Pub Date : 2023-11-20eCollection Date: 2023-12-01DOI: 10.1007/s13755-023-00257-4
Priyanka Chaurasia, Sally I McClean, Abbas Ali Mahdi, Pratheepan Yogarajah, Jamal Akhtar Ansari, Shipra Kunwar, Mohammad Kaleem Ahmad
Background: Lead, an environmental toxicant, accounts for 0.6% of the global burden of disease, with the highest burden in developing countries. Lead poisoning is very much preventable with adequate and timely action. Therefore, it is important to identify factors that contribute to maternal BLL and minimise them to reduce the transfer to the foetus. Literacy and awareness related to its impact are low and the clinical establishment for biological monitoring of blood lead level (BLL) is low, costly, and time-consuming. A significant contribution to an infant's BLL load is caused by maternal lead transfer during pregnancy. This acts as the first pathway to the infant's lead exposure. The social and demographic information that includes lifestyle and environmental factors are key to maternal lead exposure.

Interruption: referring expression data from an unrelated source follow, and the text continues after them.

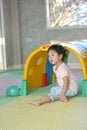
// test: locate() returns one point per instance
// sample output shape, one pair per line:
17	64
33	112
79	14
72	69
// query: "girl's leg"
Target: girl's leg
40	101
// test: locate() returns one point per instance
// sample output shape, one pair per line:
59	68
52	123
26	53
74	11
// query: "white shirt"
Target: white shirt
62	71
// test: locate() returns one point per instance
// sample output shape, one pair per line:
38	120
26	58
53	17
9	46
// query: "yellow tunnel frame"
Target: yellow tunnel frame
35	66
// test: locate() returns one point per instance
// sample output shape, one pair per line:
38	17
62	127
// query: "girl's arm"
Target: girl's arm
63	97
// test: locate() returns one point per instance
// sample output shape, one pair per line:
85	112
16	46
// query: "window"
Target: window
66	13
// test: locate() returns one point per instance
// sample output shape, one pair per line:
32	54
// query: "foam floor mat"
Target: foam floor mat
20	115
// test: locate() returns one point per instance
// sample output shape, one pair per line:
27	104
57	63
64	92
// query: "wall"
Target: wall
34	32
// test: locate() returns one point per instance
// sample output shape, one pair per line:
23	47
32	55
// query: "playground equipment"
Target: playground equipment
38	69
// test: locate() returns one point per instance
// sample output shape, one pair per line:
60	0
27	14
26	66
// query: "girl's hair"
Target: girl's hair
59	49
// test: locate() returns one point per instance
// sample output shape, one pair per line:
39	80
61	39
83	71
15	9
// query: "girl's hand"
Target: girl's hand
63	98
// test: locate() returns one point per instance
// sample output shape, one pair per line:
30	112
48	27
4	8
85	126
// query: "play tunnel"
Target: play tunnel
38	70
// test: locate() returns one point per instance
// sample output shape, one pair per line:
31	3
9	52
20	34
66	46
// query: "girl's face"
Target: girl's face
54	57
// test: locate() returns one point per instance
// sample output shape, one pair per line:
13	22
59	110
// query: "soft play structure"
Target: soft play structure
38	70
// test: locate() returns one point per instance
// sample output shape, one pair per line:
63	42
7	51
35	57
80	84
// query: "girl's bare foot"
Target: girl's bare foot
35	102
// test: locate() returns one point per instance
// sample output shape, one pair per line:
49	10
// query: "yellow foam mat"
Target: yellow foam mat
19	115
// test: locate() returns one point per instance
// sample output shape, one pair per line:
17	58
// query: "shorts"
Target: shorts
56	92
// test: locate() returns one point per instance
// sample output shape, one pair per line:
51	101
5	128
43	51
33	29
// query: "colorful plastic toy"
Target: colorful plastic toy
37	64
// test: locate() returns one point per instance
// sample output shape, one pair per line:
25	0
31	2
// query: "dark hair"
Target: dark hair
59	49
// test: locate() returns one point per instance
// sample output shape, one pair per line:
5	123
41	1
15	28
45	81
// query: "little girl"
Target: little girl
66	83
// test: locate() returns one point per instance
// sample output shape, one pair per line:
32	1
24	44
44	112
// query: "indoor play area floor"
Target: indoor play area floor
17	114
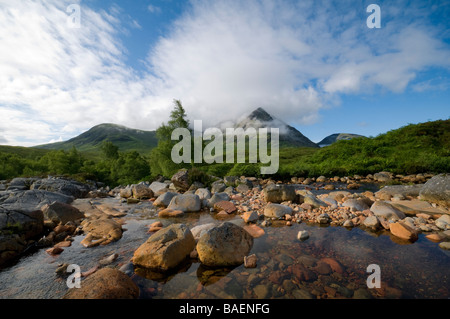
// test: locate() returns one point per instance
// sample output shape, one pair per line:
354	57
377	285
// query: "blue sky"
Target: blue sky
313	64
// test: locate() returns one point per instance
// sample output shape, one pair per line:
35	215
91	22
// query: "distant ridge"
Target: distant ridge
330	139
289	136
125	138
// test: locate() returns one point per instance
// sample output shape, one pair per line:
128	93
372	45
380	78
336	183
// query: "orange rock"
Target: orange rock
227	206
403	231
65	243
54	251
334	264
254	230
436	238
170	213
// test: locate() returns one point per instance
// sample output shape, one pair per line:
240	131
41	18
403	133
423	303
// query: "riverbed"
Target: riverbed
407	270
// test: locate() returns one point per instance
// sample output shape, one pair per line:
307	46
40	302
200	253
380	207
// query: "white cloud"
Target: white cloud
153	9
221	58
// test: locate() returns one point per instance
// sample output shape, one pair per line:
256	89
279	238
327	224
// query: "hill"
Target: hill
125	138
289	136
412	149
330	139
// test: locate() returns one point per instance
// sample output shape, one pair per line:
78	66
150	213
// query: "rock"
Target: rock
445	245
435	238
108	260
404	190
163	200
225	245
166	249
33	200
21	222
355	204
100	231
250	217
54	251
353	186
403	231
63	186
217	197
372	222
303	235
277	193
276	210
313	201
227	206
203	193
387	211
199	230
185	203
348	223
181	180
302	273
61	213
443	222
250	261
321	179
159	188
323	268
335	265
126	192
230	180
383	177
362	293
141	191
254	230
218	187
106	283
323	219
261	291
131	201
21	183
437	190
170	213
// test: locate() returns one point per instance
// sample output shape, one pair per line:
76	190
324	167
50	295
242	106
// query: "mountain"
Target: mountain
125	138
289	136
330	139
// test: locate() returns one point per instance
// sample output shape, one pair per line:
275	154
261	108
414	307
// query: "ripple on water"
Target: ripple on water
286	267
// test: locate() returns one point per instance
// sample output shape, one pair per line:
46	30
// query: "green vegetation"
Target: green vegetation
411	149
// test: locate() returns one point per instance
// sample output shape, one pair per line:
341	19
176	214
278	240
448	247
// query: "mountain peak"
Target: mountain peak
260	114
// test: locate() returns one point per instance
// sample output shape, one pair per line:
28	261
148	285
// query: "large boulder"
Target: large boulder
141	191
276	210
159	188
387	211
437	190
166	249
33	199
277	193
61	212
107	283
181	180
164	199
17	226
404	190
225	245
355	204
185	203
22	222
21	183
62	186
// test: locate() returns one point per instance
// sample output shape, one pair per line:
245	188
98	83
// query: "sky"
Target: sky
66	66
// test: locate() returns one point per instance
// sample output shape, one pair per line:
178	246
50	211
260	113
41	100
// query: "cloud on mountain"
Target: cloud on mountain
221	58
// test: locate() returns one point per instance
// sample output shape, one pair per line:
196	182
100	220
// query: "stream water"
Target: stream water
417	270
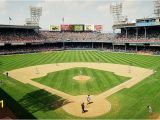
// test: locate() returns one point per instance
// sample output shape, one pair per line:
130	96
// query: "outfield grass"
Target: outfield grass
63	80
128	103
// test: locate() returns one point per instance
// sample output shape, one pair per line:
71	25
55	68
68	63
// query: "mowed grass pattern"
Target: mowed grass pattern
127	103
63	80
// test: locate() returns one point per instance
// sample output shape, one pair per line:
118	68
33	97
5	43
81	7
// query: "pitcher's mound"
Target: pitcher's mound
82	78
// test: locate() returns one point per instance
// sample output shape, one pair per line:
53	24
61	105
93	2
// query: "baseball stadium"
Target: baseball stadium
77	71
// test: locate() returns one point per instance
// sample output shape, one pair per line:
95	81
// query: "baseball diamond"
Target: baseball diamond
54	102
80	59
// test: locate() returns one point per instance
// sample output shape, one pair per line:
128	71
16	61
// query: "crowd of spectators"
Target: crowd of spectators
154	37
19	35
76	36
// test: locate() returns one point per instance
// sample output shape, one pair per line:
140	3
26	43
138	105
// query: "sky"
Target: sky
73	11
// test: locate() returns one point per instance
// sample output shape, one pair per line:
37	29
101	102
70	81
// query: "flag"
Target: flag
10	18
63	19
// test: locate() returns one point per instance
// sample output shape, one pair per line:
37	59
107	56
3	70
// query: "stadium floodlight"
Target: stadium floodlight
116	10
157	8
35	13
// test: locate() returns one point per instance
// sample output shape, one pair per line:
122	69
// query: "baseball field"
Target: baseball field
54	84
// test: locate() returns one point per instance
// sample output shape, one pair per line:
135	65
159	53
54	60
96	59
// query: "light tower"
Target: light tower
116	10
157	8
35	13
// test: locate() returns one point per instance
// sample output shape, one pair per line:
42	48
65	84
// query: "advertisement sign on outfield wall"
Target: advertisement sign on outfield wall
98	28
78	28
55	28
66	27
89	28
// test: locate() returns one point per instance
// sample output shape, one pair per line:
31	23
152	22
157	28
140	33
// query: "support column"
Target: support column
145	32
113	46
126	33
136	33
102	46
125	47
136	48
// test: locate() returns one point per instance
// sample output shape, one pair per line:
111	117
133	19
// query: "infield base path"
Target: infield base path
100	105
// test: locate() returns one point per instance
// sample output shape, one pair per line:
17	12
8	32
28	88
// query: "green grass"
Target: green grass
63	80
127	103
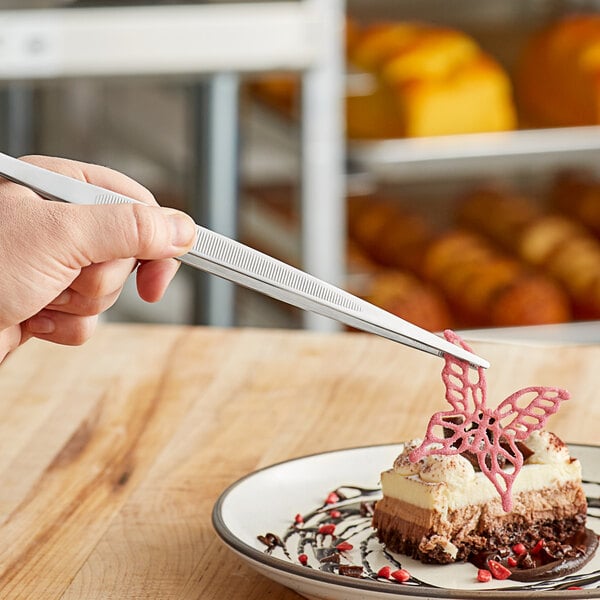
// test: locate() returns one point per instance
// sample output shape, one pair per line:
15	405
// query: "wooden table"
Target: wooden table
113	454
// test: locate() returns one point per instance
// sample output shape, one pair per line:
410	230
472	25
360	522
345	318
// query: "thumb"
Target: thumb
108	232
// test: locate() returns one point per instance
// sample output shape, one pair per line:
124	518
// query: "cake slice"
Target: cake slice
488	485
443	509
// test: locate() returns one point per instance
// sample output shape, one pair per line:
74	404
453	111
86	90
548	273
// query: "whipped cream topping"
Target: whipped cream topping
453	470
454	478
547	449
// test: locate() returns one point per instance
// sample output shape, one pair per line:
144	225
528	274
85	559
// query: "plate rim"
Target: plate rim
265	560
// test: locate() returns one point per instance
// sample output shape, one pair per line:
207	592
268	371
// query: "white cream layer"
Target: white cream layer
451	482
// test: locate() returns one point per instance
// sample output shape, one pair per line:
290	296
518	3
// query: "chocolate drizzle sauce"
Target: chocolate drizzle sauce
351	518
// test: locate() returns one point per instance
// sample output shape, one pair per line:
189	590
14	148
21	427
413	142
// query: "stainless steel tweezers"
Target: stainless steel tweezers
231	260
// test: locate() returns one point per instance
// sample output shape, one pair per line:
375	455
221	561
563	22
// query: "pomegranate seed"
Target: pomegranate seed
484	575
538	547
384	572
519	549
344	546
327	529
498	570
400	575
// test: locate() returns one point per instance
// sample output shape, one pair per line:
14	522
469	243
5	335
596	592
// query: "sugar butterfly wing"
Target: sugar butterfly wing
528	409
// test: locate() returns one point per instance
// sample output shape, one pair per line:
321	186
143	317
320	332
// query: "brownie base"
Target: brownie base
434	538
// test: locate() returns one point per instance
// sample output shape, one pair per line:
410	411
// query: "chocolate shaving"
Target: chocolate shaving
367	509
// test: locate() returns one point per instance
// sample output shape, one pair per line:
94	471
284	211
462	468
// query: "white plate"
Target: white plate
268	500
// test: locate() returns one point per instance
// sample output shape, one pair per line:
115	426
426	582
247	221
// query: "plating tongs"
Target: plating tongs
231	260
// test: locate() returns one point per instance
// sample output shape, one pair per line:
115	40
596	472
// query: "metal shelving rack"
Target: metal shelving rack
215	42
476	152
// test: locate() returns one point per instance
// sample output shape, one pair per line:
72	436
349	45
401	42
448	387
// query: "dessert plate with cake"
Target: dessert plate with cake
488	503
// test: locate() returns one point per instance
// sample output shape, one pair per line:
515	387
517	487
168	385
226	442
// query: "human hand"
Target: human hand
61	265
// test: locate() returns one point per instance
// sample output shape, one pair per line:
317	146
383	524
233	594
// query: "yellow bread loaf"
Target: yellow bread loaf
427	81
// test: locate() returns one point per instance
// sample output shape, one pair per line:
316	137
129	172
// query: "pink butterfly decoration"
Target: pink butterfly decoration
491	435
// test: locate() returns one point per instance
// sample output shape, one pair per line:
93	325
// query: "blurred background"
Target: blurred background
439	159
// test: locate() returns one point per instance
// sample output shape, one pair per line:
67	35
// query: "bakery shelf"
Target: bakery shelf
471	154
210	43
156	40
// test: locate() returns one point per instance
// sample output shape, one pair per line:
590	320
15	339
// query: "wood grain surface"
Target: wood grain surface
112	454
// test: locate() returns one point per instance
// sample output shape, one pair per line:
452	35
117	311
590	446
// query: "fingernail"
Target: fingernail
182	230
62	299
40	324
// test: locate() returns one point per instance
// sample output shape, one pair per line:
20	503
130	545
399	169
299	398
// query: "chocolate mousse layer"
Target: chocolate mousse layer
552	514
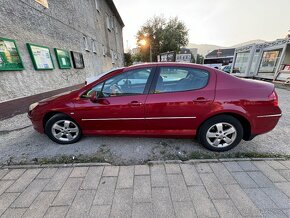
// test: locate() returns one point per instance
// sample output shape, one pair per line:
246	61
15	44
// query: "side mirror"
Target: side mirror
94	97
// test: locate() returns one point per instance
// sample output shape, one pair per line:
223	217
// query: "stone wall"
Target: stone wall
63	25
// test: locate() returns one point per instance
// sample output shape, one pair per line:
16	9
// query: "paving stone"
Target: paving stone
6	199
14	174
184	209
203	168
122	203
285	174
222	174
244	180
56	212
79	172
233	166
178	188
93	177
284	187
287	212
23	181
67	193
163	209
81	204
58	179
125	178
142	189
286	163
105	191
4	184
247	166
111	171
102	211
31	192
142	210
3	173
46	173
172	168
279	198
158	176
244	204
40	205
161	194
213	186
201	201
14	212
273	213
260	199
276	165
190	174
226	208
260	179
273	175
142	170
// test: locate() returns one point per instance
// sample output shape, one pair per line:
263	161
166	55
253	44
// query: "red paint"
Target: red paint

Results: We propose a novel approach to build a computational model framework that can predict lead toxicity levels in maternal blood using a set of sociodemographic features. To illustrate our proposed approach, maternal data comprising socio-demographic features and blood samples from the pregnant woman is collected, analysed, and modelled. The computational model is built that learns from the maternal data and then predicts lead level in a pregnant woman using a set of questionnaires that relate to the maternal's social and demographic information as the first point of testing. The range of features identified in the built models can estimate the underlying function and provide an understanding of the toxicity level. Following feature selection methods, the 12-feature set obtained from the Boruta algorithm gave better prediction results (kNN = 76.84%, DT = 74.70%, and NN = 73.99%).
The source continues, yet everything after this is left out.